# Motherlload of all triggers- please help



## pugnacious (Jul 11, 2012)

This is my very first post. Like many of you, I never thought I'd end up here, Been married for almost 12 years, and then I was blindsided by my husband's emotional affair. He says he's since my discovery, ended all contact with her. And I'm still undecided what I want to do as far as stay or not. I am full of rage, and am not handling any of this well at all. I do love my husband, but I don't trust him and I don't know what to do. Here's where the trigger part fits in. A) The OW lives literally 150 feet from my husband's employment B) The OW is a licensed therapist C) This waste of skin's last name is actually.. LOVE! yes, seriously. D)We attend the same church. How in the world do I get past all that??? We have been to a therapist that we trust from our church, and she mentioned that there's 4 other coupes that are seeing her because of this woman! This is insane!! I can't eat, sleep and am barely functioning. Everywhere I go..non-stop triggers..Even him telling me he, "Loves" me is like a knife in my heart.. this is brutal.


----------



## EI (Jun 12, 2012)

It sounds to me like someone needs to report this woman to the licensing board.... yesterday. I think that you should, also, inform the church of her actions. So, do that now, whether your husband wants you to or not. This is abuse of power of some of the worst kind. Individuals are very susceptible to what a therapist tells them, whether they are their personal therapist or not.

I'm so, so sorry that you are going through this. Find a qualified therapist, give yourself some time and make your decisions based on what is best for you and your loved ones. Good luck.


----------



## pugnacious (Jul 11, 2012)

Thank you, "Empty" for replying. I did make my husband go talk to our pastor (I was there also) and he confessed to the affair. And thank you also for your suggestion on reporting her. The first thing that pops in my head if I do that is- Am I setting them up for more contact as soon as she finds out? Obviously she'll know I turned her in. Should I even be concerned about that? Gosh this is so nuts..


----------



## Monroe (Jun 21, 2012)

pugnacious said:


> Thank you, "Empty" for replying. I did make my husband go talk to our pastor (I was there also) and he confessed to the affair. And thank you also for your suggestion on reporting her. The first thing that pops in my head if I do that is- Am I setting them up for more contact as soon as she finds out? Obviously she'll know I turned her in. Should I even be concerned about that? Gosh this is so nuts..

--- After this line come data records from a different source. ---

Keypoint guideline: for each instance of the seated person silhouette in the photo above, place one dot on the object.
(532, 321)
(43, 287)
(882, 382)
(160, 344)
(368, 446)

Out her to everyone. EVERYONE.


----------



## LookingForTheSun (Dec 28, 2011)

So this is at least her 5th married man that she has had an affair with - YOUR married man and she lives by his work and goes to your church? I would not hesitate to expose her AT ALL! Your husband screwed up, so if it gets out, so be it, but she is a threat for sure.


----------



## pugnacious (Jul 11, 2012)

Thank you Monroe.  Point taken.


----------



## Hope1964 (Sep 26, 2011)

How will she know you turned her in? I thought there were 4 other couples experiencing the same thing?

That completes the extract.